Una mini Swiatek en casa
Hay jugadoras que se parecen a otras y Kaitlin Quevedo forma parte de cette catégorie de una manera que dibuja una sonrisa. La gorra, la coleta, el servicio liftado, el juego de fondo de pista construido sobre la paciencia y la regularidad: la joven española de 20 años reproduce instintivamente los esquemas de juego de Iga Świątek sin que nadie se lo haya pedido.
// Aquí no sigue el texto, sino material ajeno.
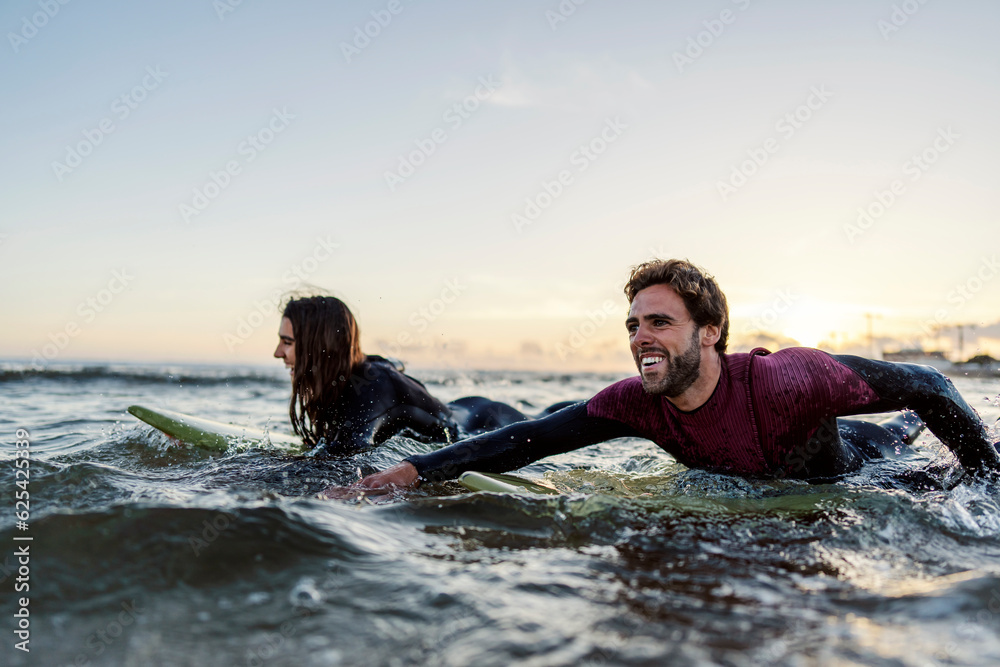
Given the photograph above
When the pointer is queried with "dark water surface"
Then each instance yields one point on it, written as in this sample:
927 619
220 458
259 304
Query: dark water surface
148 554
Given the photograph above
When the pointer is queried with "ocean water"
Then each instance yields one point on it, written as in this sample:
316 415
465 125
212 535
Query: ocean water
146 553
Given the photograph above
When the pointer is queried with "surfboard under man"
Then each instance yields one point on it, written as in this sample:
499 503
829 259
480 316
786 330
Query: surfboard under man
753 414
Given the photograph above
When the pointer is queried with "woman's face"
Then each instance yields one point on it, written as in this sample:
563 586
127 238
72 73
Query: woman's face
286 344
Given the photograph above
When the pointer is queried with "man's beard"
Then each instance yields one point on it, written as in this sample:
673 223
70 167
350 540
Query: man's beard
682 371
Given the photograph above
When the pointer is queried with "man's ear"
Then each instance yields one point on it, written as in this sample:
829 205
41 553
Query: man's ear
710 334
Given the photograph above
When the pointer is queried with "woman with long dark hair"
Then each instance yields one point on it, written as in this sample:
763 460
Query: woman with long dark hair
344 401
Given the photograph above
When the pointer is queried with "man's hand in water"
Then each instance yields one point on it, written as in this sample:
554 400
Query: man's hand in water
400 476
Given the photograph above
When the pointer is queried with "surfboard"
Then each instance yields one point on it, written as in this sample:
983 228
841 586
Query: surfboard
209 434
495 483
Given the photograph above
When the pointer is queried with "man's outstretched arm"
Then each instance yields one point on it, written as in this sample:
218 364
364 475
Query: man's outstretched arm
930 394
508 448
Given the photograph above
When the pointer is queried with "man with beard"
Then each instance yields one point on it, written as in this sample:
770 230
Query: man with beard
753 414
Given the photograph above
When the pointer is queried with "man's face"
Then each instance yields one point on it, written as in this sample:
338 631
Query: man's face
664 340
286 344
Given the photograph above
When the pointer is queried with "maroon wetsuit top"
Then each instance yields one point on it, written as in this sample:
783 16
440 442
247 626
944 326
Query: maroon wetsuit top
771 415
764 406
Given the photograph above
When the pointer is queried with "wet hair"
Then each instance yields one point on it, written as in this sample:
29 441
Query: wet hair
327 352
701 294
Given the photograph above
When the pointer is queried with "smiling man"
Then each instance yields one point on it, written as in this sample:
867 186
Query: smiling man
753 414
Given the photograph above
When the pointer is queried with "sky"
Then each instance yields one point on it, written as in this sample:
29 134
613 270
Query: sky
475 180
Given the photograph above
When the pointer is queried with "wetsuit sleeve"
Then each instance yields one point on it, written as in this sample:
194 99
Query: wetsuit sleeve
517 445
381 402
930 394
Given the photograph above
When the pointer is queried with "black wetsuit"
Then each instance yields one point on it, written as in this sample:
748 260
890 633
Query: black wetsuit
380 401
794 435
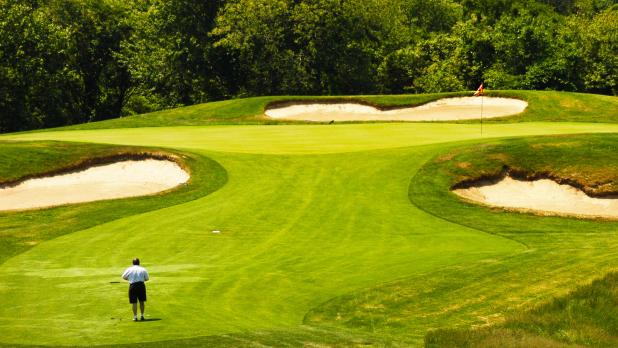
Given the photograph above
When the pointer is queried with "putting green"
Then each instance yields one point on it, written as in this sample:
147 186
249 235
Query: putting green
312 139
309 213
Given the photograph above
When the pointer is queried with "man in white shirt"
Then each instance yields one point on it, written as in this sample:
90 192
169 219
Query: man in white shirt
136 276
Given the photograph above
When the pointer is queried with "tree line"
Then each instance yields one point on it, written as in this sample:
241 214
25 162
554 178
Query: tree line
72 61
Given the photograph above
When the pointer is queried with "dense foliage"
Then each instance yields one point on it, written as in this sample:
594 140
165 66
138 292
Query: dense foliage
72 61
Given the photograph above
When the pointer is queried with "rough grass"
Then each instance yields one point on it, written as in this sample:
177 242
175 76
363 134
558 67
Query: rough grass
543 106
587 316
350 262
560 252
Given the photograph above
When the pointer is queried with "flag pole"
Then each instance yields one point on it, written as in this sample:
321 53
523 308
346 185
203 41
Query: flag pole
481 113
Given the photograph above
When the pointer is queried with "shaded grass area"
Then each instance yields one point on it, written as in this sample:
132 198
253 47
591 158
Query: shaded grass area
543 106
21 230
587 316
244 111
561 254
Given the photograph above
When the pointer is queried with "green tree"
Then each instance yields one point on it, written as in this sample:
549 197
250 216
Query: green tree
36 79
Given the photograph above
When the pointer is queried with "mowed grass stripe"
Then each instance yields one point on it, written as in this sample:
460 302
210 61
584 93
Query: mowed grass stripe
296 231
312 139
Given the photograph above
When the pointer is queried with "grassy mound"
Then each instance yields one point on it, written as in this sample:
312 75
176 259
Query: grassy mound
543 106
319 245
560 252
20 231
587 316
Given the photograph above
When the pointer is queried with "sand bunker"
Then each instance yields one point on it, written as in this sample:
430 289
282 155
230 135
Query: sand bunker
117 180
543 196
464 108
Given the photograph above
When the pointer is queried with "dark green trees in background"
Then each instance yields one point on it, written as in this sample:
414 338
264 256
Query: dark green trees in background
72 61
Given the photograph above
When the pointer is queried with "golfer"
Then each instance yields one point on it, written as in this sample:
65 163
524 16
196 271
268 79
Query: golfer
136 275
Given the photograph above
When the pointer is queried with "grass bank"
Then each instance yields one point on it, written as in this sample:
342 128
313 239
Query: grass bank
543 106
587 316
21 230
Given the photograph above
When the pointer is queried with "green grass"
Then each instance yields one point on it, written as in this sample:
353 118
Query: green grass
340 235
543 106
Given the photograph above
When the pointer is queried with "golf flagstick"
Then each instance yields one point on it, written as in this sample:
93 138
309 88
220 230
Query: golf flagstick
479 92
481 113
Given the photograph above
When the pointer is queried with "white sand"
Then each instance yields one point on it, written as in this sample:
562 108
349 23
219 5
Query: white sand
543 196
116 180
464 108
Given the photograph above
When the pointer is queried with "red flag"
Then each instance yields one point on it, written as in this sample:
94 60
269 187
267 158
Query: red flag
479 91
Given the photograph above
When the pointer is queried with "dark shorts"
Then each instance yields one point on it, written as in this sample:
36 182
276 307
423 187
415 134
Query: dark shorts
137 291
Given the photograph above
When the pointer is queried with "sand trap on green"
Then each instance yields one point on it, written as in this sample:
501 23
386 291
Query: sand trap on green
449 109
116 180
543 196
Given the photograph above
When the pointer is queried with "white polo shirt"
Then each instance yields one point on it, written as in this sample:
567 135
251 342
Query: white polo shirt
135 274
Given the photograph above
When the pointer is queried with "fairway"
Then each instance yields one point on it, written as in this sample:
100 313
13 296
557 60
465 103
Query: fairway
324 228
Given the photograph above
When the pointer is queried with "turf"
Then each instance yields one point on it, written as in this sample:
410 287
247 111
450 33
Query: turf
543 106
331 235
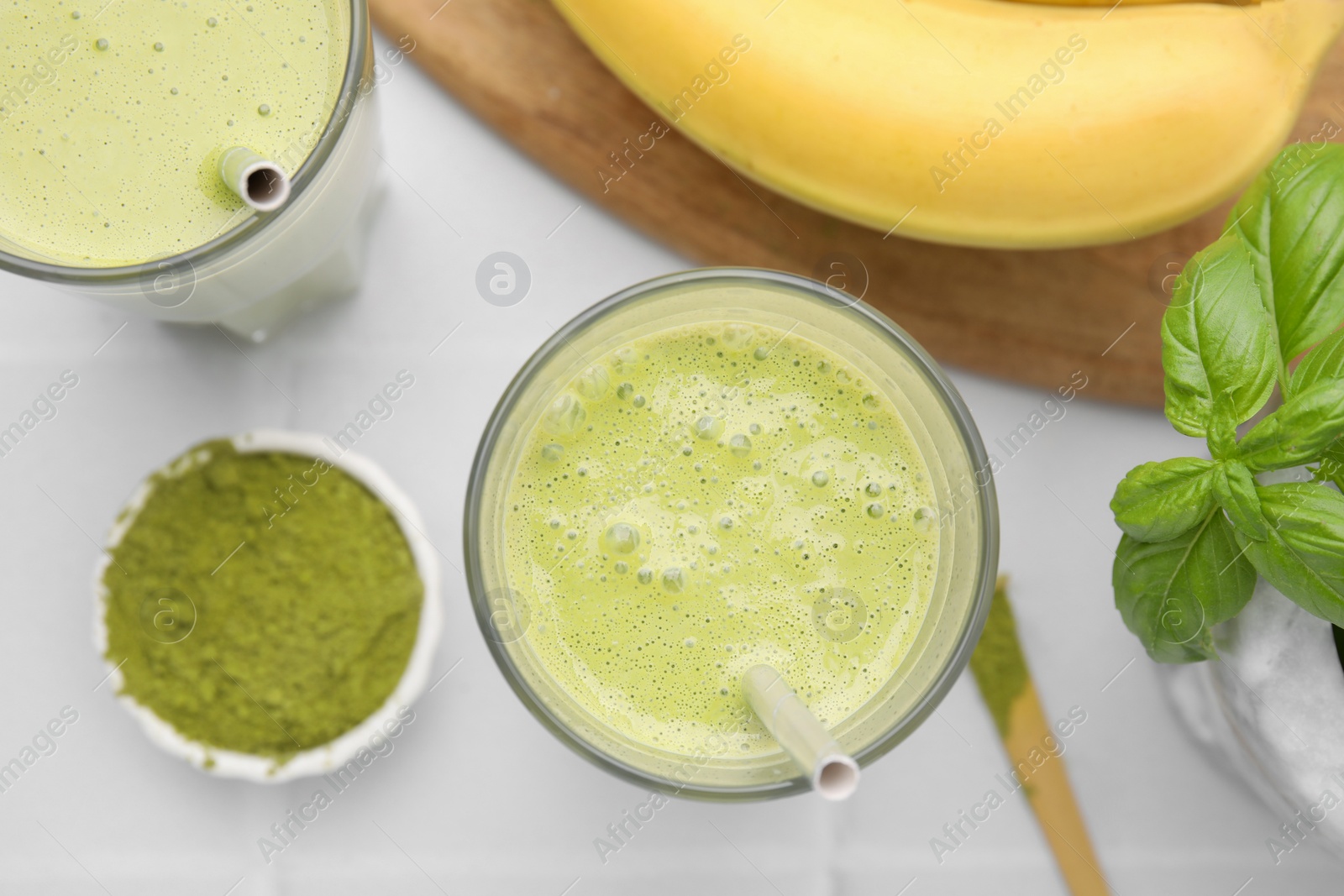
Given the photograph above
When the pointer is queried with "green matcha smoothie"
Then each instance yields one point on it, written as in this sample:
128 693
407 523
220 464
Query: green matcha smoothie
707 499
113 116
Ayer, en la pista Manolo Santana, con Carla Suárez Navarro en la grada y un público madrileño electrizado, barrió a Venus Williams por 6-2, 6-4 con una madurez desconcertante para una primera victoria en un WTA 1000. Llega a segunda ronda impulsada por toda una ciudad, con las métricas en tierra batida más seductoras de este duelo y un porcentaje de juegos de resto ganados del 47,2%, que revela a una jugadora que rompe el servicio a un ritmo que Baptiste no conoce en esta superficie.
Hailey Baptiste aparece al otro lado de la red sin haber golpeado una sola bola en competición en Madrid esta semana, obligada por un pase directo. La estadounidense es una jugadora sólida; su servicio, con una media de 4,3 aces, se convierte en un arma temible a 667 metros de altitud, donde la bola sale aún más rápida, y su 72,7% de juegos de servicio ganados sobre tierra batida demuestra que es capaz de mantener su saque en los momentos importantes. Pero su resto sufre, con un 30,9% de juegos de resto ganados en clay, y frente a un público madrileño volcado con Quevedo, los momentos de presión corren el riesgo de pesar aún más de lo habitual para una jugadora que nunca ha logrado nada aquí.